The knowledge practices inform pedagogy and guide content development for information literacy and library research instruction in face-to-face and online contexts. The knowledge practices are not prescriptive but provide a general overview of the information literacy practices, skills, and modes of thinking that students should be working towards developing in University of Louisville courses. Knowledge practices are defined within three broad categories:
Students should begin to conceptualize research as a process of critical inquiry in which they are active participants. Students should begin to develop foundational skills in finding, evaluating, and using information for college-level research assignments.
Students should conceptualize research from a disciplinary perspective and begin to contribute to the creation of new knowledge from that perspective. Students should develop more nuanced skills in finding, evaluating, and using information to explore discipline-specific research questions.
Students should begin to make substantial contributions to a disciplinary or interdisciplinary body of knowledge. Students should develop highly advanced skills in finding, evaluating, using, and disseminating information as active participants in a scholarly or professional community.
The knowledge practices incorporate language from the ACRL Framework for Information Literacy for Higher Education. Additionally, while the practices should be considered discipline-neutral, the lower-division practices are based in part on the learning outcomes for the English 101-102 composition sequence, and the upper-division practices are based in part on learning outcomes from research methods courses in the social sciences and other areas. Librarians approach the knowledge practices with flexibility, tailoring library sessions and online guides/modules/tutorials to the goals and objectives of particular courses and assignments.
Students who are developing their information literacy skills will:
Students who are developing their information literacy skills will:
At the graduate level, students should continue to develop the practices defined for upper-division courses, in addition to the following:
As confirmed by a growing body of research, including the ongoing series of Project Information Literacy national studies, students experience many challenges while conducting academic research. These challenges include developing a viable research topic, constructing effective online searches, evaluating the credibility of sources, and navigating a complex and rapidly evolving information ecosystem. Without direct instruction and regular guidance, students will often struggle with research assignments and may not develop the necessary skills to succeed in the classroom, in the workplace, and in society. In a world where false or misleading information proliferates online, information literacy is perhaps more important than ever before.

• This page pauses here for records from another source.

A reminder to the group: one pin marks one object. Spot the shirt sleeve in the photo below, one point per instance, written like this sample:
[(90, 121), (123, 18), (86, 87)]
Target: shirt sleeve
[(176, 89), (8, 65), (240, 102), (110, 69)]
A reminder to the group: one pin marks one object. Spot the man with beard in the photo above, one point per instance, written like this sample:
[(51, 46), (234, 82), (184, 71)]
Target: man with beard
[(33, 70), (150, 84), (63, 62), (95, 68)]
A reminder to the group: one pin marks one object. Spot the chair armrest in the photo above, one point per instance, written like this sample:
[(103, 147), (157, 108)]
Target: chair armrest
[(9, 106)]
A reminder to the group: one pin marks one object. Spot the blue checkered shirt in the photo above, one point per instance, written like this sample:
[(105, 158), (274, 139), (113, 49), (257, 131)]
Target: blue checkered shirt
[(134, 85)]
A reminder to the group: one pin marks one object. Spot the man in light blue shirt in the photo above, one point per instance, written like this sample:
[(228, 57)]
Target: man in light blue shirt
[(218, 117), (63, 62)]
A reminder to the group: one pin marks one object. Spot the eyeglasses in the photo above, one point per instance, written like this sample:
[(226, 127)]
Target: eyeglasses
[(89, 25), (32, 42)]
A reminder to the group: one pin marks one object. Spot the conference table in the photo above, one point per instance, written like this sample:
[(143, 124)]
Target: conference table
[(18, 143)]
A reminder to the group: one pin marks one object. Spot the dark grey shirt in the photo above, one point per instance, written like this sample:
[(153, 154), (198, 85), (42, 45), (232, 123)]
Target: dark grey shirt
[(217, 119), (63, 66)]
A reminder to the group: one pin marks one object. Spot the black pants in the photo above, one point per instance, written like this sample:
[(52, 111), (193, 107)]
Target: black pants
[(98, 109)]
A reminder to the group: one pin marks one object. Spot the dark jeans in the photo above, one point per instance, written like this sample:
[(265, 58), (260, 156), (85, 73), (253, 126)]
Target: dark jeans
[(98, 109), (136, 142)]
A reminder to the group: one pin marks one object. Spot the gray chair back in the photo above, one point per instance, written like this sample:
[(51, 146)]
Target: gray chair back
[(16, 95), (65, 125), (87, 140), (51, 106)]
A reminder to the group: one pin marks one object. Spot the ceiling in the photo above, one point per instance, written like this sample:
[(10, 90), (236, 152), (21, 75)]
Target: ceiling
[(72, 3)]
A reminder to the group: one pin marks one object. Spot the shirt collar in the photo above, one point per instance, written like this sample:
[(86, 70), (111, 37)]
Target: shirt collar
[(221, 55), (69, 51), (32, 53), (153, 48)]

If you have ever been disappointed in the quality of your students’ research, consider working with us. In 2016-17, more than 90% of surveyed students in our library sessions (n = 1,941) agreed that they were introduced to new research strategies and resources with which they were previously unfamiliar. Our faculty librarians collaborate with professors to tailor instruction to the needs of the class and the assignment. Our primary goal is to support faculty efforts to improve student research practices across disciplines and class levels. We accomplish this by teaching face-to-face and online library sessions, as well as developing custom online tutorials and research guides. Contact Rob Detmering for more information about our instructional services.
After you request a library instruction session, the librarian working with your class will contact you to align goals and ensure that the content of the session will meet the needs of your class and assignment.
In general, we avoid the pure lecture format and encourage active student participation through group work and other in-class exercises. Exercises may include brainstorming search strategies, exploring particular databases, identifying the key characteristics of sources (such as peer-reviewed articles), or applying evaluation criteria to sources.
We believe that students learn the most in a single session by participating in their own learning and focusing on one or two specific skills or concepts. We do not attempt to address all aspects of using the library in one session, as this is not a feasible or realistic goal.